Watts November 06, 2012 at 05:22 PM
What you wrote was the definition of a backhanded compliment; an insult cloaked as a compliment. If you had just put a period where you ended up putting a comma in that last sentence and ended it there, that would have been a show of character for you. But you didn't. You couldn't just say something nice about his effort, you had to stick in the shiv.
John B. Greet November 06, 2012 at 05:41 PM
Still assuming the role of instructor, ay, Watts? Still presuming to educate folks on what they should write or how they should write it. I do not believe, as you seem to, that respectfully disagreeing with another is analagous to "sticking in the shiv." I believe it is only interpreted that way by folks who see reasonable and respectful disagreement and debate as some sort of threat or personal affront.
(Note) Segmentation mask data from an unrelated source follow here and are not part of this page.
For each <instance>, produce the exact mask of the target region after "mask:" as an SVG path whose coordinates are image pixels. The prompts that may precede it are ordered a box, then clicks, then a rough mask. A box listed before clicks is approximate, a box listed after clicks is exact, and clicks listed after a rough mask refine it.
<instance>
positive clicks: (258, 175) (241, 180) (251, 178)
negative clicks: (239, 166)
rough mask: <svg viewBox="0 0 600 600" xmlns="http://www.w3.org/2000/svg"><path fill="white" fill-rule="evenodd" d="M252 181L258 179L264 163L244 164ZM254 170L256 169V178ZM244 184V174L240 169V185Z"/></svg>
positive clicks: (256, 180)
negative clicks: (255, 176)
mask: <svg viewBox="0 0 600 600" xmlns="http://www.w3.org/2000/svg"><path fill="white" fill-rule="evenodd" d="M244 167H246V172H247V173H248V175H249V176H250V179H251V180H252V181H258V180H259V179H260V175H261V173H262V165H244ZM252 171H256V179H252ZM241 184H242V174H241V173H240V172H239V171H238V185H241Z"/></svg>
This, in turn, in my experience, most often occurs when those who feel thus threatened or affronted tend to view themselves as somehow intellectually or morally superior to those who would dare to disagree with them. I intend my disagreements with others as neither a threat nor an affront but, rather, simply an attempt to share my own views, just as those others have attempted to share theirs. I think it's strange that you seem to have such a difficult time with concepts such as these.
Mariana Williams November 07, 2012 at 10:01 PM
Okay, John, Thanks for pointing out that in my case the health care plan would not have helped. Ok, we/our couny is working on it. The plan will have to be tweaked over and over, but other countries have met the challenge. Back to my point. It has been said that a culture can be judged by how they treat their artists. I'm not talking about the hit-makers, or rappers. I'm talking about the working musician and their contribution. It's not a filling by a dentist, but it has a value. People like the ambience that good music offers; it has value for people that may have had a stressful day. In the same way a book would take you away from your cares. A painting, a photograph taken by an excellent photographer. Let's put a little grace in our lives. As for you and Watts. The person who gets the last word, who cares? You both have valuable points and trying to get the last word of upmanship isn't flattering. Watch the pelicans dive in the bay. You both have friends that see things the way you do. Let me have the last word. "Let it Be" Mc Cartney & Lennon.